Her plans will include:

* Powers for head teachers to work with other schools, and take disruptive children out of mainstream classes

* Parents who fail to make sure their children behave to face a "renewed drive" to issue parenting orders, under which courts can fine adults and require them to take lessons in parenting

* Follow-up Ofsted visits within 12 months for schools judged to have "unsatisfactory" behaviour

* Behaviour experts to help schools crack the problem

Ms Kelly will say schools must adopt a "zero tolerance" approach to bad behaviour of all kinds including pupils who talk in class and refuse to do as they are told.

"Good schools already have a strong school ethos and a policy on behaviour that's respected by the whole school community because it's clear, consistent and rigorously applied," she will say.

"This approach must be in every school with any level of bad behaviour dealt with promptly and appropriately.

"Equally, pupils who lack respect for themselves, respect for their classmates, and respect for their teachers need to be made to take responsibility for their own actions.

"Parents too must support the school's behaviour policy and not automatically assume, when their child is punished, that their child must be in the right and the school in the wrong.

"Where parents do not take responsibility for their child's unruly behaviour, then it is right that action is taken to ensure that they do, through parenting orders administered by the courts."

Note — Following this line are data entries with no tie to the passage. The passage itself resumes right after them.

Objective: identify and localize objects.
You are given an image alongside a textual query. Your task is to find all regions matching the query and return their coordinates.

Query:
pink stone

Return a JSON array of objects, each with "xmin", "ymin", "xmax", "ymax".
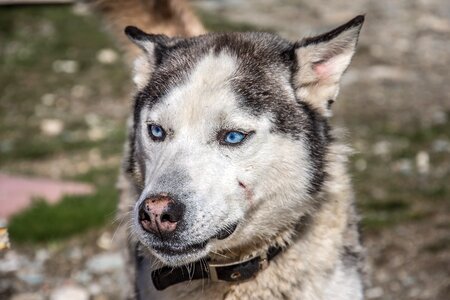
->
[{"xmin": 0, "ymin": 173, "xmax": 94, "ymax": 219}]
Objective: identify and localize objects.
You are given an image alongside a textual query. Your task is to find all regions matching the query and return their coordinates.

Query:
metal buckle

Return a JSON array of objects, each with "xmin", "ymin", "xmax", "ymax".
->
[
  {"xmin": 208, "ymin": 252, "xmax": 269, "ymax": 282},
  {"xmin": 208, "ymin": 257, "xmax": 255, "ymax": 282},
  {"xmin": 259, "ymin": 252, "xmax": 269, "ymax": 271}
]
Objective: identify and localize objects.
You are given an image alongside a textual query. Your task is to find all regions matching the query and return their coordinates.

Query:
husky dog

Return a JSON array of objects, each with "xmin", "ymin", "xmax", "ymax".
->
[{"xmin": 95, "ymin": 1, "xmax": 364, "ymax": 300}]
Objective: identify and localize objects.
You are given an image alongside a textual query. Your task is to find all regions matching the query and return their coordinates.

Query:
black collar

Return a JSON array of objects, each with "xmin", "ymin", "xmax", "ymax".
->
[{"xmin": 152, "ymin": 247, "xmax": 282, "ymax": 291}]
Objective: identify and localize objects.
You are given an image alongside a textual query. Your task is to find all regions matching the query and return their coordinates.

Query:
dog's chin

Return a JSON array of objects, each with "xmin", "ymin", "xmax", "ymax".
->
[
  {"xmin": 150, "ymin": 242, "xmax": 210, "ymax": 267},
  {"xmin": 144, "ymin": 223, "xmax": 237, "ymax": 267}
]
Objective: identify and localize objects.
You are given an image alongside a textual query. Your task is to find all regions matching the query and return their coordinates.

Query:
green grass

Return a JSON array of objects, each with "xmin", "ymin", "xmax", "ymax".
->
[
  {"xmin": 9, "ymin": 168, "xmax": 118, "ymax": 243},
  {"xmin": 0, "ymin": 5, "xmax": 130, "ymax": 243}
]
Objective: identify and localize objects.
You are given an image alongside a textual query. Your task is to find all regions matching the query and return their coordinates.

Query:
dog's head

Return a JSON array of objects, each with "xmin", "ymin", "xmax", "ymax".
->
[{"xmin": 126, "ymin": 16, "xmax": 364, "ymax": 266}]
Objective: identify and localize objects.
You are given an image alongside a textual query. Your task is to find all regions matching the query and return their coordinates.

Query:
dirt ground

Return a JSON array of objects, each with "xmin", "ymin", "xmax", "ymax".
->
[{"xmin": 0, "ymin": 0, "xmax": 450, "ymax": 300}]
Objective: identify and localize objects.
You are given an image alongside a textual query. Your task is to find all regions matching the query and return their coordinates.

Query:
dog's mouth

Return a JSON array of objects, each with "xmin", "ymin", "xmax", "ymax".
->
[{"xmin": 152, "ymin": 223, "xmax": 238, "ymax": 256}]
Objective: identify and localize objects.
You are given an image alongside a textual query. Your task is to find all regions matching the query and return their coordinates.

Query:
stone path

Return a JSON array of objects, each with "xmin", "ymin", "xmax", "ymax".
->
[{"xmin": 0, "ymin": 173, "xmax": 94, "ymax": 219}]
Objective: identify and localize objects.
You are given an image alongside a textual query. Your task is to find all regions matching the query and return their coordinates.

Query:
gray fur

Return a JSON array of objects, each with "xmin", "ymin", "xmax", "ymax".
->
[{"xmin": 118, "ymin": 17, "xmax": 363, "ymax": 299}]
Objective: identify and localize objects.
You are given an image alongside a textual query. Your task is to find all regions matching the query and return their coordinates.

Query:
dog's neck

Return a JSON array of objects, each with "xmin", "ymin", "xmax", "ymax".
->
[{"xmin": 142, "ymin": 215, "xmax": 307, "ymax": 290}]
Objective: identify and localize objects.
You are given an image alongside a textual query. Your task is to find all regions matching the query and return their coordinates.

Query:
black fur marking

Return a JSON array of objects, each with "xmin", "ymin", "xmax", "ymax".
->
[
  {"xmin": 327, "ymin": 99, "xmax": 334, "ymax": 109},
  {"xmin": 296, "ymin": 15, "xmax": 365, "ymax": 48}
]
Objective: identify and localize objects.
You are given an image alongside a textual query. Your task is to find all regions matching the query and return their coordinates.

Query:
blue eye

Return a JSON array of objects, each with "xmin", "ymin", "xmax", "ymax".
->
[
  {"xmin": 223, "ymin": 131, "xmax": 247, "ymax": 145},
  {"xmin": 148, "ymin": 124, "xmax": 166, "ymax": 142}
]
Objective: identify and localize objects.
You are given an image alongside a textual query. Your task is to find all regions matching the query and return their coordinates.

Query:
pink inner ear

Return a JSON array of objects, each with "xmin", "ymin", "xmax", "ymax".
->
[{"xmin": 313, "ymin": 61, "xmax": 330, "ymax": 79}]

Tory leader Michael Howard and shadow education secretary Tim Collins will outline the Conservatives' proposals at a press conference a few hours before Ms Kelly's speech.

Mr Collins will say the last thing parents want is "more talk" from the Government.

The Tory plans will include:

* Giving teachers protected legal status so they can enforce discipline "without fear of having their lives ruined if a child alleges abuse";

* Giving schools the money and power to introduce CCTV, random drug testing and metal detectors;

* New enforceable contracts between parents and schools to give head teachers the right to insist on parental agreement to discipline;

* Scrapping the Government's plans to force all state schools to take their share of unruly children;

* Scrapping appeals panels that overturn schools' decisions expel out badly behaved pupils.

Mr Collins will say: "On our first day in office we will set out plans to return responsibility for discipline to schools."

Mr Collins acknowledged that the provision of one drug-testing kit for each local education authority would cost £3 million a year, and that CCTV and metal detectors would also be expensive.

But he said on the BBC Radio 4 Today programme: "(Shadow chancellor) Oliver Letwin has committed us to increasing school spending by one third to a level of £15 billion a year above and beyond the levels we are going to inherit from Labour this year if we win the election.

"We certainly have got the funding for that and we all know that the cost of not tackling indiscipline is very, very significant."

Discipline problems were "one of the top two reasons why teachers who leave the profession say they are doing so", he said.

Mr Collins added: "Later today, we gather the Secretary of State will talk about 'zero tolerance'.

"We haven't had zero tolerance on drugs. Drug use amongst schoolchildren has doubled since Labour came to power. We haven't had zero tolerance on violence."

He highlighted a case in Hampshire, in which a pupil was expelled after attacking a teacher with a sharp object, but then reinstated in the school by an appeals panel.

Under the Tory proposals, headteachers would decide for themselves whether to use facilities such as random drug-testing or metal detectors.

"We believe in freedom," said Mr Collins. "We believe in giving headteachers the power to decide.

"If they don't want random drug-testing in their schools, they won't have to do it.

"The difference between us and the Government is they don't believe in headteachers' freedom. They believe they should be subject to targets on expulsions and shouldn't have the final say on exclusions."